The doctrines of collateral estoppel and res judicata ‘relieve parties of the cost and vexation of multiple lawsuits, conserve judicial resources, and, by preventing inconsistent decisions, encourage reliance on adjudication.’

“In the peculiar facts in this docket, each agency had the benefit of the samples taken by the other. They were sharing the investigative function. Each obviously had technical expertise; the technicalities each placed in their respective permits to MCR reveal this proficiency. Clearly, each agency knew what the other was doing in pursuing MCR. Their separate courses exposed MCR to the cost and aggravation of multiple punitive litigation for the same activity. The duality of prosecution did not conserve administrative agency resources, but instead spiraled costs to the State and MCR.

“There is nothing in the technical or scientific aspects of the proceedings which justifies dual prosecutions. There were winter discharges of liquids bearing suspended solids, oil, grease, and iron. The point of discharge was evident, the cause of the discharge was obvious, the cure was apparent, and the responsible party was conspicuous.

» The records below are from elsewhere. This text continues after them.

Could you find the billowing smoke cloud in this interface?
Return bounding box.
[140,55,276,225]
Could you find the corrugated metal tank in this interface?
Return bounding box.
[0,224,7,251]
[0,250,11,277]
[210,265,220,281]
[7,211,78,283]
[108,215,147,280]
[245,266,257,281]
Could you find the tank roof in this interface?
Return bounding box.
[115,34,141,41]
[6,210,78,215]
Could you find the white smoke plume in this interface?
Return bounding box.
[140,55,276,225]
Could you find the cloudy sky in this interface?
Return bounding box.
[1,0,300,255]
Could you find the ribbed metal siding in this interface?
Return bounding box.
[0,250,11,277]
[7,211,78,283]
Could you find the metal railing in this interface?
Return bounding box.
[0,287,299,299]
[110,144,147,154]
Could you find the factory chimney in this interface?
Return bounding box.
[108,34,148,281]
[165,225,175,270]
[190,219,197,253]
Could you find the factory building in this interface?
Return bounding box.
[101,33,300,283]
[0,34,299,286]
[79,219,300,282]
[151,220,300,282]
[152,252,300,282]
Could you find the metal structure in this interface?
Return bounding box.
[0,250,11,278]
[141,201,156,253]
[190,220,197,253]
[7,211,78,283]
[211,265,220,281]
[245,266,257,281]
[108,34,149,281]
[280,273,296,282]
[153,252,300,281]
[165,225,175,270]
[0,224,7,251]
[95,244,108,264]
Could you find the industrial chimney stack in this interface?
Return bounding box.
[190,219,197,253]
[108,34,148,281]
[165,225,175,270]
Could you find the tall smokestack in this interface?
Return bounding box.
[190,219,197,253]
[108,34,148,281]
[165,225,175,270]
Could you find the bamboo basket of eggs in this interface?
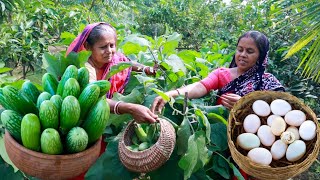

“The Defense also argues that the separate enabling statutes militate against the bar of res judicata. Although the technical vocabulary of the statutes differs, as applied to a coal mining operation near sensitive streams, they are remarkably similar in policy and approach. The Colorado Water Quality Control Act, C.R.S. § 25-8-101, et. seq., is designed to ‘achieve the maximum practical degree of water quality in the waters of the state consistent with the welfare of the state,’ recognizing that ‘pollution of state waters may constitute a menace to public health and welfare,’ C.R.S. § 25-8-102(1). The Act *1391also contains the public policy ‘to conserve state waters and protect ... the quality thereof ... for domestic, agricultural, industrial, and recreational uses, and for other beneficial uses, taking into consideration the requirements of such uses.... ’ C.R.S. § 25-8-102(2). The mining act carries forth the same general policies; it aims ‘to protect society and the environment from the adverse effects of surface coal mining operations ... ’ C.R.S. § 34-33-102. In implementing the Act, MLRD must examine the ‘probable consequences of the surface coal mining and reclamation operations, both on and off the mine site, with respect to the hydrologic regime and the quantity and quality of water in surface and groundwater systems, including dissolved and suspended solids....’ C.R.S. § 34-33-110(l)G). Therefore, both statutes look closely to the degradation of water quality caused by coal mining operations, and one cannot discern any real difference in their policies in this area. In effect, WQCD and MLRD should be pursuing the same results. Their cooperation in obtaining samples for their respective prosecutions reinforces the similarity of their purposes and their policies. Applying res judi-cata will not therefore prevent the State of Colorado from enforcing the statutory policies of preventing water pollution from coal mining operations. It will, however, eliminate dual prosecutions and create the same cooperation in concluding their prosecutions that these agencies displayed in obtaining samples to begin them.

“Therefore, applied to the specific facts here, the application of res judicata comports with the relevant public policy goal in each agency’s enabling legislation — nonpolluting mining operations. In addition, it will spare the operator of duplicitous prosecutions from overlapping agencies.”

Accordingly, I would affirm the trial court’s judgment.